As demands have grown, the Institute has responded to many requests for help from social action groups such as Dans La Rue, the Committee for Justice for the Duplessis Orphans, Sister Andrée Menard's PROMIS Refugee Organization, Share the Warmth, Femmes du monde contre la paûvreté, le Carrefour des communautés du Québec and the Montreal Holocaust Memorial Centre. Following his work on the Montreal Task Force on Municipal Mergers, Mr. Wajsman moved the Institute to form the Council on Community Conciliation with cultural and ethnic leaders such as the Rev. Darryl Gray, to combat the urban blight of racism and alienation. Working with support groups for seniors, Mr. Wajsman helped organize the first major Conference that shed light on the issue of financial abuse of the elderly. His legislative initiatives have included authoring several Private Members Bills aimed at Public Curator reform, credit collection agency oversight and combating the exploitation of vulnerable workers. Two important areas of current concern are protection of privacy issues and aiding citizens facing abusive behaviour by federal and provincial revenue departments. The Institute is also conducting a major report advocating the institution of a guaranteed annual income for all Canadians.

 

In the conviction that the struggle for social justice does not stop at our borders, he created the Institute's Centre for Democratic Development to combat the smug complacency of so many Canadians. The Centre has pressed the Federal government to take a more active engagement with our traditional allies and put aside Canada's bankrupt doctrines of moral relativism and political equivalency.
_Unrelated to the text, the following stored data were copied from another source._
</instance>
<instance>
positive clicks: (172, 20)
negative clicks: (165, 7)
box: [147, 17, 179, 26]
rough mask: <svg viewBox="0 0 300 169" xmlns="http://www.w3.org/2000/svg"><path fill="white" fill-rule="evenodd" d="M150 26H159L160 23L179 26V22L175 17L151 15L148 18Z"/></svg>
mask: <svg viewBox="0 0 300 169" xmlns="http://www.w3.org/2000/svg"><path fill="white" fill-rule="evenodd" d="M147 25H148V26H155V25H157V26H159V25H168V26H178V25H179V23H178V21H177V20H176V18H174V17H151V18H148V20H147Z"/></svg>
Addressing the urgency of protecting civil liberties while maintaining heightened national security, it organized a major Conference on this subject with former CIA Director James Woolsey. Working with elements of the Canadian Armed Forces and the Conference of Defense Associations, the Institute has also advocated for increased military capacity and budgets believing that as an industrialized nation benefiting greatly from the resources and labour of the underdeveloped world where so many live under tyrannical regimes the least Canada owes the millions of oppressed is to be an active player in the possibility of redemptive change.

 

In addition to leading demonstrations condemning the Sudanese genocide of its African population, the Institute has formed the Canadian Rescue Committee for the Children of Darfur. Working with the United Nations High Commission for Refugees, the Committee has brought together some dozen national organizations whose members are offering Canadian homes for orphaned refugee children. The Institute has also assisted the Kinderbaum Foundation of Switzerland, directed by Dr. Michael Schmitz of Rome, in its work of building orphanages and training schools for abandoned South African orphans whose parents have died of aids. One of its most recent successes was the first partnership between the Southern Christian Leadership Conference and a Canadian NGO which saw the Institute organize dozens of para-medics to help in the SCLC’s Delta Relief Project in the wake of the Hurricane Katrina devastation.
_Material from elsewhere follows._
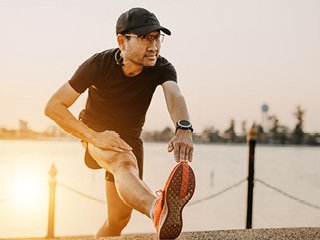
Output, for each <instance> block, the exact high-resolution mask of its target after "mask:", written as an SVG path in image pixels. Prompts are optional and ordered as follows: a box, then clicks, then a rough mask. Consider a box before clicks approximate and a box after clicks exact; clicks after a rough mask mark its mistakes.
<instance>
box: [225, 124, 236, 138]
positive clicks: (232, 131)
mask: <svg viewBox="0 0 320 240" xmlns="http://www.w3.org/2000/svg"><path fill="white" fill-rule="evenodd" d="M234 126H235V122H234V119H231V120H230V127H229V128H228V129H227V130H225V131H224V134H223V137H224V138H225V139H226V140H227V141H229V142H235V139H236V132H235V130H234Z"/></svg>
Mr. Wajsman's views and writings have appeared in many publications ranging from Time Magazine to the National Post and he is a frequent commentator on radio and television. He is currently working on his first book entitled "Toward a Culture of Conviction: A National Agenda of Character and Conscience". In August of 2003 the Institute launched its own journal called Barricades.
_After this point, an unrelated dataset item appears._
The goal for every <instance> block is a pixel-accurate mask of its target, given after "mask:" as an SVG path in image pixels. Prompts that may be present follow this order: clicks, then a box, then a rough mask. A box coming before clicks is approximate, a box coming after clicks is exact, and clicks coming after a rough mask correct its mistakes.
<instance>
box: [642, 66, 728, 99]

Mr. Wajsman is a member of the University Club of Montreal; the McGill Faculty Club and the National Press Club of Ottawa. Among his recent citations from charitable, communal and volunteer organizations are the Community Service Award from the International Academy of Law and Mental Health and the Medal of Merit from the Association for the Welfare of the Soldiers of Israel. He was recently named one of the Présidents d'honneur of UNICEF Canada's 50th anniversary celebration.